Siyonist işgal yönetimi Doğu Kudüs’ü ele geçirdikten sonra 1948’de şehrin ikiye bölünmesi için inşa edilmiş olan duvarı yıktı ve şehrin her iki tarafını birden idare edecek bir komisyon oluşturdu. Bu komisyonun başına da aşırı siyonist ve saldırgan düşünceleriyle tanınan Teddy Kollek’i getirdi. Teddy Kollek bu göreve getirilmeden önce yahudi terör örgütleriyle ortak çalışan bir silah kaçakçısıydı. İşgal yönetimi, 27 ve 28 Haziran 1967’de çıkarılan kanunlara ve kanun hükmündeki kararnamelere dayanarak Doğu Kudüs ve çevresini “İsrail toprakları”na ilhak ettiğini açıkladı. İşgal yönetimi 1967’de Doğu Kudüs belediyesini de ilga ederek, belediye başkanı Ruhi el-Hatib’i Ürdün’e sürgün etti.

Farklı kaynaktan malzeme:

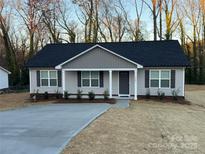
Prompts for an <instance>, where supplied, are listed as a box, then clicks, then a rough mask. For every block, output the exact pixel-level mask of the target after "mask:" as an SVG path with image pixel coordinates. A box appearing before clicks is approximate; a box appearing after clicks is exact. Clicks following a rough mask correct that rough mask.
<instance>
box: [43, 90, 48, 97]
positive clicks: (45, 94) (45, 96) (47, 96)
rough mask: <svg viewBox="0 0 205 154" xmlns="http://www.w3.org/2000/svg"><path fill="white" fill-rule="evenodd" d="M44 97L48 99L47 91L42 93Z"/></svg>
mask: <svg viewBox="0 0 205 154" xmlns="http://www.w3.org/2000/svg"><path fill="white" fill-rule="evenodd" d="M44 99H48V92H47V91H46V92H45V93H44Z"/></svg>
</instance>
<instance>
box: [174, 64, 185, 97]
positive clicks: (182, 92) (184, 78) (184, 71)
mask: <svg viewBox="0 0 205 154" xmlns="http://www.w3.org/2000/svg"><path fill="white" fill-rule="evenodd" d="M175 74H176V73H175ZM182 82H183V86H182V96H185V92H184V91H185V88H184V86H185V68H183V79H182Z"/></svg>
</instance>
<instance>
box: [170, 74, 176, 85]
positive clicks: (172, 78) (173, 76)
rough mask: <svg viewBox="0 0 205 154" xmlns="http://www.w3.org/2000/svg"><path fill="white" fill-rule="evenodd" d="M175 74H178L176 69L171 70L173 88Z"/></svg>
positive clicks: (171, 81) (175, 77)
mask: <svg viewBox="0 0 205 154" xmlns="http://www.w3.org/2000/svg"><path fill="white" fill-rule="evenodd" d="M175 75H176V71H175V70H171V88H175V78H176V77H175Z"/></svg>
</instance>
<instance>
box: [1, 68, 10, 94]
mask: <svg viewBox="0 0 205 154" xmlns="http://www.w3.org/2000/svg"><path fill="white" fill-rule="evenodd" d="M9 74H11V72H9V71H8V70H6V69H5V68H3V67H1V66H0V90H1V89H6V88H8V87H9Z"/></svg>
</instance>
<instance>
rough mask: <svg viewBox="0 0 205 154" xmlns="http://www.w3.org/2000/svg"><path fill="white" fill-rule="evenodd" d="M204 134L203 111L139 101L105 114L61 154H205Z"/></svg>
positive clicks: (174, 104)
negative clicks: (91, 153) (124, 107)
mask: <svg viewBox="0 0 205 154" xmlns="http://www.w3.org/2000/svg"><path fill="white" fill-rule="evenodd" d="M204 134H205V109H204V108H201V107H199V106H195V105H180V104H173V103H161V102H153V101H151V100H150V101H144V100H140V101H137V102H135V103H131V106H130V107H129V108H128V109H111V110H109V111H108V112H106V113H105V114H103V115H102V116H101V117H100V118H98V119H97V120H95V121H94V122H93V123H92V124H91V125H90V126H89V127H87V128H86V129H84V130H83V131H82V132H81V133H80V134H78V135H77V136H76V137H75V138H73V139H72V141H71V142H70V143H69V145H68V146H67V147H66V148H65V149H64V151H63V152H62V153H63V154H76V153H78V154H90V153H105V154H121V153H140V154H143V153H146V154H147V153H150V154H152V153H156V154H164V153H190V154H192V153H205V136H204Z"/></svg>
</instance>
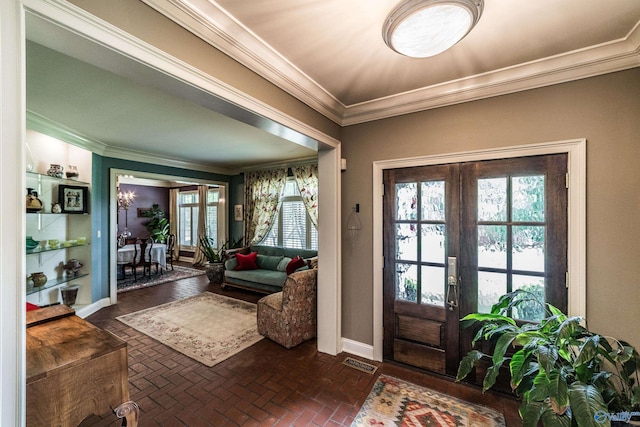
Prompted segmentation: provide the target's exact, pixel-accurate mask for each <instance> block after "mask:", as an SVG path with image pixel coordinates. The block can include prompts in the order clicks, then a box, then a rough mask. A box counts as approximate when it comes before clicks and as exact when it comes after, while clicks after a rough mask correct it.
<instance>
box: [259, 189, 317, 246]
mask: <svg viewBox="0 0 640 427" xmlns="http://www.w3.org/2000/svg"><path fill="white" fill-rule="evenodd" d="M261 244H263V245H267V246H283V247H286V248H299V249H315V250H317V249H318V230H316V228H315V227H314V226H313V224H312V223H311V220H310V219H309V215H308V214H307V209H306V208H305V207H304V203H303V202H302V197H301V196H300V190H298V185H297V184H296V181H295V179H294V178H293V177H290V178H287V183H286V184H285V187H284V190H283V194H282V195H281V197H280V204H279V206H278V213H277V217H276V221H275V222H274V224H273V226H272V227H271V230H269V233H268V234H267V236H266V237H265V238H264V239H263V240H262V242H261Z"/></svg>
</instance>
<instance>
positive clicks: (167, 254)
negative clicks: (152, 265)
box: [165, 234, 176, 270]
mask: <svg viewBox="0 0 640 427" xmlns="http://www.w3.org/2000/svg"><path fill="white" fill-rule="evenodd" d="M175 246H176V235H175V234H169V236H168V237H167V252H166V255H165V257H166V258H165V265H167V264H171V270H173V249H174V248H175Z"/></svg>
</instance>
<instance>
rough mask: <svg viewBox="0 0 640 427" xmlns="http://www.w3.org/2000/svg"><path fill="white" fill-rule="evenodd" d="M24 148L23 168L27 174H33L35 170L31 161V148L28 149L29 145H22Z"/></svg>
mask: <svg viewBox="0 0 640 427" xmlns="http://www.w3.org/2000/svg"><path fill="white" fill-rule="evenodd" d="M24 145H25V148H26V150H25V151H26V156H25V168H26V169H27V172H33V169H35V162H34V161H33V154H31V148H29V144H26V143H25V144H24Z"/></svg>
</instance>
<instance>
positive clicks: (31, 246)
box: [26, 236, 40, 251]
mask: <svg viewBox="0 0 640 427" xmlns="http://www.w3.org/2000/svg"><path fill="white" fill-rule="evenodd" d="M26 244H27V250H28V251H32V250H34V249H35V248H37V247H38V245H40V242H38V241H37V240H33V237H31V236H27V242H26Z"/></svg>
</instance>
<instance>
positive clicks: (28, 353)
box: [26, 305, 129, 427]
mask: <svg viewBox="0 0 640 427" xmlns="http://www.w3.org/2000/svg"><path fill="white" fill-rule="evenodd" d="M26 347H27V355H26V365H27V391H26V394H27V408H26V409H27V426H53V425H55V426H74V427H75V426H77V425H78V424H79V423H80V422H81V421H82V420H84V419H85V418H86V417H87V416H89V415H91V414H96V415H102V414H106V413H108V412H109V411H110V410H111V409H112V408H116V407H117V406H118V405H120V404H122V403H124V402H126V401H128V400H129V385H128V372H127V344H126V342H125V341H123V340H121V339H120V338H118V337H116V336H115V335H113V334H111V333H109V332H107V331H104V330H102V329H100V328H98V327H96V326H94V325H92V324H90V323H89V322H87V321H85V320H83V319H81V318H79V317H78V316H76V315H75V313H74V312H73V310H71V309H70V308H68V307H66V306H64V305H57V306H52V307H46V308H43V309H40V310H35V311H30V312H28V313H27V334H26Z"/></svg>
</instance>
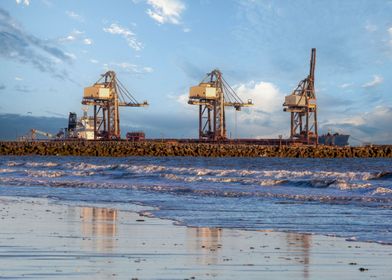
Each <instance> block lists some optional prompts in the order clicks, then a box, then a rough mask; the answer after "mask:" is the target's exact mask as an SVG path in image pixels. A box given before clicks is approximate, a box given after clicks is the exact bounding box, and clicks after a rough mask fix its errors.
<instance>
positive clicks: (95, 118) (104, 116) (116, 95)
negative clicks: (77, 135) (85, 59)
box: [82, 71, 148, 140]
mask: <svg viewBox="0 0 392 280" xmlns="http://www.w3.org/2000/svg"><path fill="white" fill-rule="evenodd" d="M82 104H83V105H88V106H92V107H93V116H94V122H93V126H94V127H93V130H94V140H97V139H120V138H121V131H120V115H119V107H145V106H148V103H147V101H144V102H143V103H139V102H138V101H137V100H136V99H135V98H134V97H133V96H132V94H131V93H130V92H129V91H128V90H127V89H126V88H125V86H124V85H123V84H122V83H121V82H120V81H119V80H118V79H117V77H116V73H115V72H114V71H108V72H106V73H104V74H102V75H101V78H100V79H99V80H98V81H97V82H95V83H94V84H93V85H92V86H90V87H86V88H84V94H83V99H82Z"/></svg>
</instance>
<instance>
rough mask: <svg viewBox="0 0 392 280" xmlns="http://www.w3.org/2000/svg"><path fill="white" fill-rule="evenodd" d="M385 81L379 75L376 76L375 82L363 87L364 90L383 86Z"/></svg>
mask: <svg viewBox="0 0 392 280" xmlns="http://www.w3.org/2000/svg"><path fill="white" fill-rule="evenodd" d="M383 81H384V78H383V77H381V76H379V75H374V76H373V80H372V81H370V82H368V83H366V84H364V85H363V86H362V87H364V88H371V87H375V86H377V85H379V84H381V83H382V82H383Z"/></svg>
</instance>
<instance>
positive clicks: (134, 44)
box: [103, 23, 143, 51]
mask: <svg viewBox="0 0 392 280" xmlns="http://www.w3.org/2000/svg"><path fill="white" fill-rule="evenodd" d="M103 31H105V32H107V33H110V34H115V35H120V36H122V37H123V38H124V39H125V40H126V41H127V43H128V46H129V47H131V48H132V49H134V50H135V51H140V50H141V49H142V48H143V44H142V43H141V42H139V41H138V40H137V39H136V34H135V33H133V32H132V31H131V30H129V29H128V28H126V27H122V26H120V25H118V24H117V23H112V24H111V25H110V26H109V27H105V28H104V29H103Z"/></svg>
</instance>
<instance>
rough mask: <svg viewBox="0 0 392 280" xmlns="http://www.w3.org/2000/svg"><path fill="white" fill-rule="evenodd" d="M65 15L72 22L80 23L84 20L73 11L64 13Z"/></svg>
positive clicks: (80, 16) (81, 17)
mask: <svg viewBox="0 0 392 280" xmlns="http://www.w3.org/2000/svg"><path fill="white" fill-rule="evenodd" d="M65 14H66V15H67V16H69V17H70V18H72V19H74V20H77V21H80V22H83V21H84V18H83V17H82V16H81V15H78V14H77V13H75V12H74V11H66V12H65Z"/></svg>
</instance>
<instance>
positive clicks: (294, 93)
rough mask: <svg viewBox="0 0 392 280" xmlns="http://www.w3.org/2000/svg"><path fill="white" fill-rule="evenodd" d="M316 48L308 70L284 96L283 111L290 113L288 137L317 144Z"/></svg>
mask: <svg viewBox="0 0 392 280" xmlns="http://www.w3.org/2000/svg"><path fill="white" fill-rule="evenodd" d="M315 68H316V49H314V48H313V49H312V52H311V57H310V72H309V75H308V77H306V78H305V79H304V80H302V81H301V82H300V83H299V84H298V86H297V87H296V88H295V89H294V91H293V92H292V93H291V94H290V95H288V96H286V97H285V102H284V103H283V106H284V107H285V108H284V109H283V111H285V112H290V113H291V131H290V139H298V140H301V141H302V142H303V143H305V144H316V145H317V144H318V133H317V102H316V93H315V89H314V79H315V76H314V72H315Z"/></svg>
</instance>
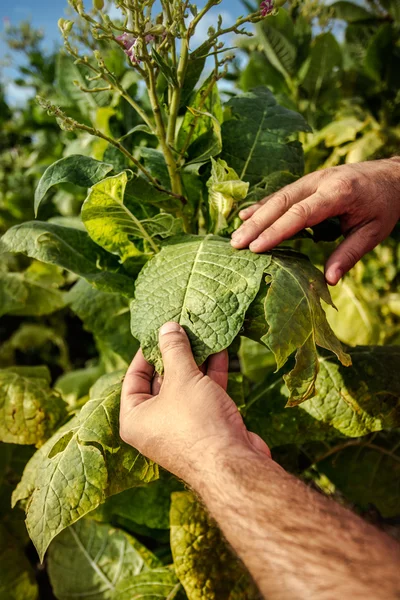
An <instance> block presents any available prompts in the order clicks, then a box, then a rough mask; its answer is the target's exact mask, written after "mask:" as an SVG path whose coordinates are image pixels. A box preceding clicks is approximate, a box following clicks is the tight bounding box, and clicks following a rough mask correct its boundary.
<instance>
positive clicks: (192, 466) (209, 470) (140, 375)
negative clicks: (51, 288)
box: [121, 158, 400, 600]
mask: <svg viewBox="0 0 400 600" xmlns="http://www.w3.org/2000/svg"><path fill="white" fill-rule="evenodd" d="M241 217H242V219H243V220H244V221H245V223H244V224H243V225H242V227H241V228H240V229H239V230H238V231H237V232H236V233H235V234H234V235H233V239H232V245H233V246H234V247H236V248H246V247H248V246H249V245H250V249H251V250H253V251H254V252H264V251H266V250H270V249H271V248H273V247H274V246H276V245H277V244H279V243H281V242H282V241H284V240H285V239H288V238H289V237H291V236H292V235H294V234H295V233H297V232H298V231H300V230H301V229H303V228H305V227H311V226H313V225H316V224H318V223H320V222H322V221H323V220H324V219H326V218H329V217H339V219H340V224H341V227H342V232H343V235H344V236H345V239H344V241H343V242H342V244H340V245H339V247H338V248H337V249H336V250H335V251H334V253H333V254H332V256H331V257H330V258H329V260H328V262H327V265H326V269H325V277H326V280H327V282H328V283H330V284H331V285H336V283H338V281H339V280H340V279H341V277H342V276H343V274H344V273H347V271H349V270H350V269H351V268H352V267H353V266H354V265H355V264H356V262H357V261H358V260H360V258H362V256H363V255H364V254H365V253H366V252H369V251H370V250H372V249H373V248H375V246H377V245H378V244H379V243H380V242H381V241H383V240H384V239H385V237H387V236H388V235H389V234H390V232H391V231H392V230H393V228H394V227H395V225H396V223H397V221H398V219H399V217H400V159H399V158H393V159H389V160H381V161H375V162H369V163H360V164H356V165H344V166H341V167H336V168H333V169H327V170H325V171H319V172H317V173H312V174H310V175H307V176H306V177H304V178H303V179H301V180H299V181H298V182H296V183H294V184H292V185H290V186H287V187H286V188H284V189H283V190H281V191H280V192H278V193H277V194H273V195H272V196H270V197H268V198H266V199H265V200H264V201H262V202H260V203H259V204H257V205H255V206H253V207H250V208H248V209H246V210H245V211H242V213H241ZM160 348H161V351H162V355H163V360H164V366H165V376H164V379H163V380H159V379H154V378H153V377H154V371H153V368H152V367H151V366H150V365H149V364H148V363H147V362H146V361H145V359H144V357H143V354H142V353H141V352H139V353H138V354H137V356H136V357H135V359H134V361H133V363H132V365H131V366H130V368H129V370H128V373H127V375H126V378H125V382H124V386H123V391H122V399H121V437H122V438H123V439H124V440H125V441H126V442H127V443H129V444H132V446H134V447H135V448H137V449H138V450H139V451H140V452H141V453H142V454H144V455H145V456H147V457H149V458H150V459H152V460H154V461H155V462H157V463H158V464H160V465H161V466H162V467H164V468H165V469H167V470H169V471H170V472H171V473H174V474H175V475H176V476H177V477H179V478H181V479H182V480H184V481H185V482H186V483H187V484H188V485H189V486H190V487H191V488H192V489H193V490H194V491H196V492H197V494H198V495H199V496H200V497H201V498H202V500H203V502H204V504H205V505H206V507H207V508H208V510H209V511H210V513H211V515H212V516H213V517H214V519H215V520H216V521H217V522H218V524H219V526H220V528H221V530H222V531H223V533H224V534H225V537H226V539H227V541H228V542H229V543H230V544H231V546H232V548H233V549H234V550H235V551H236V553H237V554H238V556H239V557H240V558H241V559H242V561H243V563H244V564H245V565H246V566H247V568H248V570H249V571H250V573H251V575H252V576H253V578H254V580H255V582H256V583H257V585H258V587H259V589H260V592H261V594H262V595H263V596H264V598H266V599H268V600H358V599H360V600H361V599H362V600H381V599H382V600H394V599H400V546H399V545H398V544H397V543H396V542H395V541H394V540H393V539H392V538H390V537H389V536H387V535H386V534H384V533H382V532H381V531H379V530H377V529H375V528H374V527H373V526H372V525H369V524H368V523H366V522H364V521H363V520H362V519H360V518H359V517H358V516H356V515H354V514H353V513H352V512H350V511H349V510H346V509H345V508H343V507H342V506H340V505H338V504H336V503H335V502H334V501H333V500H331V499H328V498H325V497H324V496H322V495H320V494H318V493H317V492H315V491H313V490H311V489H310V488H308V487H307V486H306V485H305V484H304V483H302V482H301V481H299V480H297V479H296V478H294V477H292V476H291V475H289V474H288V473H286V472H285V471H284V470H283V469H282V468H281V467H280V466H279V465H277V464H276V463H275V462H274V461H273V460H272V458H271V454H270V451H269V449H268V447H267V446H266V444H265V443H264V442H263V441H262V440H261V439H260V438H259V437H258V436H257V435H255V434H254V433H251V432H249V431H248V430H247V429H246V427H245V425H244V423H243V419H242V417H241V415H240V413H239V411H238V409H237V407H236V405H235V403H234V402H233V401H232V400H231V398H230V397H229V396H228V395H227V393H226V387H227V381H228V357H227V354H226V353H221V354H218V355H216V356H213V357H211V359H209V361H208V367H207V369H206V370H205V369H199V368H198V367H197V365H196V363H195V361H194V358H193V355H192V351H191V348H190V344H189V341H188V338H187V336H186V334H185V332H184V331H183V329H182V328H181V327H180V326H179V325H178V324H177V323H167V324H166V325H164V327H163V328H161V331H160Z"/></svg>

Belediyenin bütün tapularına, menkul ve gayri menkul mal varlıklarına da el koydu. Bu olaydan beri Kudüs’teki Müslüman halk işgal yönetiminin bütün teşviklerine rağmen belediye seçimlerinde oy kullanmamaktadır. 1987’de bazı kişiler bir Arap listesi çıkarılarak belediye seçimlerine katılınmasını teklif ettilerse de halk ve İslami örgütler bunun işgal rejiminin kutsal şehir üzerindeki sultasını kabullenme anlamına geleceğini dile getirerek teklifi reddettiler.

İşgalciler sadece Doğu Kudüs belediyesini ilga etmekle yetinmeyip bu bölgedeki bütün mahkemeleri de kapatarak bu kesimde oturan Müslüman ve hıristiyan nüfusun bütün davalarında İsrail kanunlarını esas almalarını ve İsrail mahkemelerine başvurmalarını şart koştular. Siyonist işgal yönetimi Müslümanların özel hallerle ilgili davalarına bakan şer’i mahkemeleri de kapatarak, onlardan bu gibi davalarda tamamen yahudi esaslarına göre hüküm veren Yafa (Tel Aviv) mahkemesine başvurmalarını istedi. Bunun yanı sıra Araplara ait tüm bankaları kapatarak mal varlıklarına el koydu ve Arapları banka işlemlerini İsrail bankaları kanalıyla yapmaya zorladı. İşgal yönetimi Doğu Kudüs’ü ilhak kararına bir destek olması amacıyla bu kesimde oturan Arapları da İsrail kimliği ve pasaportu almaya mecbur etti.